Odd Number of Cats?

Question

A few days ago, a peer jokingly posed a puzzle. In essence, the puzzle states that there are some cats, each cat is in a corner, and each cat sees 3 other cats. The puzzle then asks how many cats there are in total. The obvious solution is that there are $4$ cats... However, I have long thought about extensions of the problem. I have found polyhedra that allow for $2n$ "cats", where $n$ is an integer, the "cats" are the vertices, and the edges serve as "hallways" through which cats can see each other.

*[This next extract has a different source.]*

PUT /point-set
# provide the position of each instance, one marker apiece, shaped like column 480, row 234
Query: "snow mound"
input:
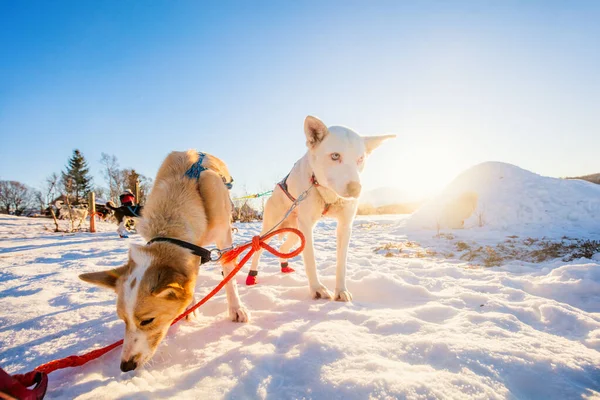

This naturally made me curious if the problem is possible with an odd number of vertices. I immediately tried to attack the problem and could not solve it... I even failed to attack a restricted form of the problem, requiring a convex polyhedron with an odd number of vertices with each vertex having 3 connected edges. An example of a failing example would be a square pyramid (as one of the vertices has $4$ edges). However, this definition actually discounts the puzzle's intended solution... If we use my "hallway" interpretation of the problem then the "hallways" between cats in opposite corners form an "X" in the center of the square, creating an additional vertex with four connected edges.

Realizing how much harder I had made the puzzle, I decided to pursue the restricted case in two dimensions (which the intended solution lies in). Though I conjecture that an odd number of "cats" is impossible in both two and three dimensions, I thought it would be easier to show in two dimensions, especially for closed, planar graphs. However, I have come up short with a proof here as well.

I realize that my language here is very vague... I lack a decent introduction into topology, and thus my language is incomplete. Should more details be needed I would be glad to elaborate. Nevertheless, I think the most basic form of my question is as such: does there exist a generalization of the cat puzzle to odd numbers of cats in two dimensions? In three dimensions? I conjecture this impossible.

Answer 1

If we assume that "can see" is symmetric (no one-way mirrors, no cats prevented from turning their heads accordingly, etc.), then the situation describes a graph with $n$ vertices (the cats) and a number $e$ of edges, where each vertex has degree $3$. By the hand-shaking lemma, i.e., by counting the vertex-edge-incidences in two different ways. we find $3n=2e$, hence $n$ must be even.

Answer 2

This is a special case of theorem from graph theory: Given an undirected graph $G$, if $d(g)$ is the degree of each node, then $\sum_{g\in G} d(g)=2E$, where $E$ is the number of edges in the graph.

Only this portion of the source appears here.